In a press release – and blogger meetup – from Ancestry.com today (see “Ancestry Announces 2015 Product and Content Lineup“), AncestryDNA announced plans for the test in 2015, which includes launching the test in Australia and Canada, as well as a new way to identify ancestors using only DNA.
From Today’s Press Release:
Continued Growth for AncestryDNA
- With a database of over 700,000 genotyped members, AncestryDNA has generated over one billion cousin connections to date. In 2015, we project this database to grow to exceed well over one million genotyped members, resulting in even more and higher quality cousin matches.
- Following the successful launch of AncestryDNA in the UK, we will soon be bringing the service to our members in Australia and Canada, and in doing so, will connect the major English-speaking migrations and globally connect families like never before.
- Building on DNA Circles, in 2015 we will launch a new experience that will use the latest genetic technology to discover new ancestors without the customer having to search records or build a family tree. This new feature will transform how family history research is done by providing valuable hints to help experienced genealogist looking to break through brick walls, as well as open family history to a whole new segment of the population. Through this new experience, AncestryDNA customers will be able to discover new ancestors as far back as the 1700’s by connecting into existing DNA Circles.

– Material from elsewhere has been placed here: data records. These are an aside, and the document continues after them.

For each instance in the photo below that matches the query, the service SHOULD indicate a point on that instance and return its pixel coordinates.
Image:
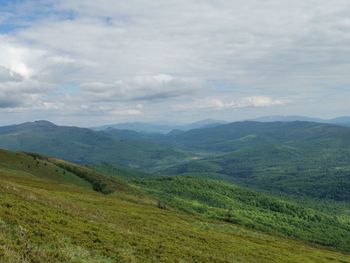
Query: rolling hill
(87, 146)
(49, 212)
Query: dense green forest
(51, 212)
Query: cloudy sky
(93, 62)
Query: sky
(89, 63)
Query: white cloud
(164, 54)
(225, 104)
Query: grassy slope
(49, 216)
(220, 200)
(299, 158)
(87, 146)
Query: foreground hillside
(52, 214)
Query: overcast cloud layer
(94, 62)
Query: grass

DNA Circles Without Family Trees
On the last point, in the coming weeks AncestryDNA will launch an extension of the DNA Circles tool in which they assign you to a DNA Circle without having a family tree connection.

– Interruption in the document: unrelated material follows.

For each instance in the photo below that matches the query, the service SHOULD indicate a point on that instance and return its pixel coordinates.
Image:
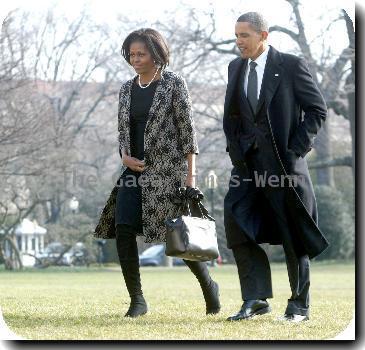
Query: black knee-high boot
(209, 287)
(129, 263)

Currently, you must have a decent public tree in order to be put into a DNA Circle based on genealogical relationships. Using this new tool, however, you will (potentially) be put into circles without a tree showing that you belong to the circle (in other words, based only on genetic relationships regardless of the trees).
But note! Just because a person is identified does NOT mean they are a direct-line ancestor! Some of these individuals will be collateral matches (a sibling or cousin of a direct ancestor for example), and others will be due to population effects (such as endogamy). Only a certain percentage will actually be direct-line ancestors. It will be impossible to determine – based on the DNA Circle alone – whether an identified person is direct-line, collateral, or population-based. To the point below, additional research will always, always, be necessary.
Using New DNA Circles
It is vitally important to recognize that these new DNA Circles can ONLY be used as hints for further research, NEVER as proof. They are not definitive proof of a relationship. Instead, placement within a circle means that you have some genetic relationship with one or more other people in the circle, all of whom happen to be descended from the identified individual, and that there is some genetic network.
It will be up to each of us to explore that connection in detail – and independently of the DNA – to determine whether there might be a genealogical relationship with the new individual.